DAVANIN KONUSU: Kayıt Kabul
KARAR TARİHİ: 27/01/2022
6100 Sayılı Hukuk Muhakemeleri Kanunu’nun 353. maddesi uyarınca dosya incelendi,
GEREĞİ DÜŞÜNÜLDÜ:
DAVA: Davacı vekili dava dilekçesinde özetle; müvekkilinin müflis … AŞ den olan alacağı sebebiyle kambiyo senetlerine mahsus takip yolu ile icra takibi başlattığını, müflis tarafından icra dosyasına sunulan tedbir kararı gereğince icra takibinin olduğu yerde durduğunu, iflas erteleme yargılamasının beklendiğini, 17/01/2017 tarihinde iflas masasına alacak kaydı için başvuruda bulunduklarını, ancak iflas masasına alacak kaydı taleplerinin, sunulan belgelerin alacağın varlığını tevsik edici bulunmadığı ve yargılamayı gerektirdiği gerekçesiyle reddedildiğini belirterek, müvekkilinin müflis şirketten olan toplam 414.069,24 TL alacağının masaya kayıt ve kabulüne ve sıra cetvelinin buna göre düzenlenmesine karar verilmesini talep ve dava etmiştir.
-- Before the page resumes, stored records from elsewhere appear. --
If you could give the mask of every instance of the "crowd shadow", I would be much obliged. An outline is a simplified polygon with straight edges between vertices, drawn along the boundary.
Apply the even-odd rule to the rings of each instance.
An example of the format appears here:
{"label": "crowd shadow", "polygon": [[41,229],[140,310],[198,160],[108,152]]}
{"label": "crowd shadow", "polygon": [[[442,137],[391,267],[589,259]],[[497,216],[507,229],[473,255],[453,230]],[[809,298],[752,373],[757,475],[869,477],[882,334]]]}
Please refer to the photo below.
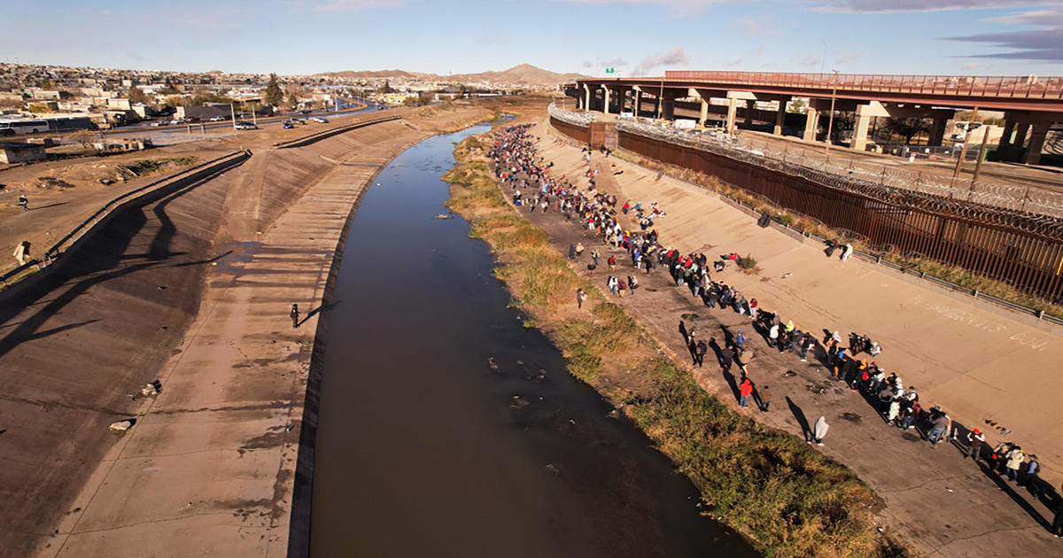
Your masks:
{"label": "crowd shadow", "polygon": [[805,441],[811,440],[812,428],[808,425],[808,418],[805,417],[805,411],[794,403],[794,400],[787,395],[787,406],[790,407],[790,412],[794,416],[794,420],[797,421],[797,425],[800,426],[800,435]]}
CEVAP: Davalı iflas idaresi vekili cevap dilekçesinde; davanın öncelikle süre yönünden reddi gerektiğini, çünkü davanın sıra cetvelinin ilanı yada tebliği tarihinden itibaren 15 gün içinde açılması gerektiğini, davacının alacak kaydı için yapmış olduğu başvurusu üzerine iflas msasınca 13 sıra nosuna kaydedildiğini, varlığı iddia edilen alacakla ilgili olarak müflisin sorgusunun alındığını ve alacaklının beyanı, belgeleri, şirket kayıtlarının incelenmesi sonucnda alacağın tamamen reddedildiğini, sunulan belgelerin alacağın varlığını tevsik edici nitelikte bulunmadığını ve kesin delillere dayanmayan alacak kaydının reddinin hukuka uygun olduğunu belirterek haksız davanın reddi gerektiğini savunmuştur.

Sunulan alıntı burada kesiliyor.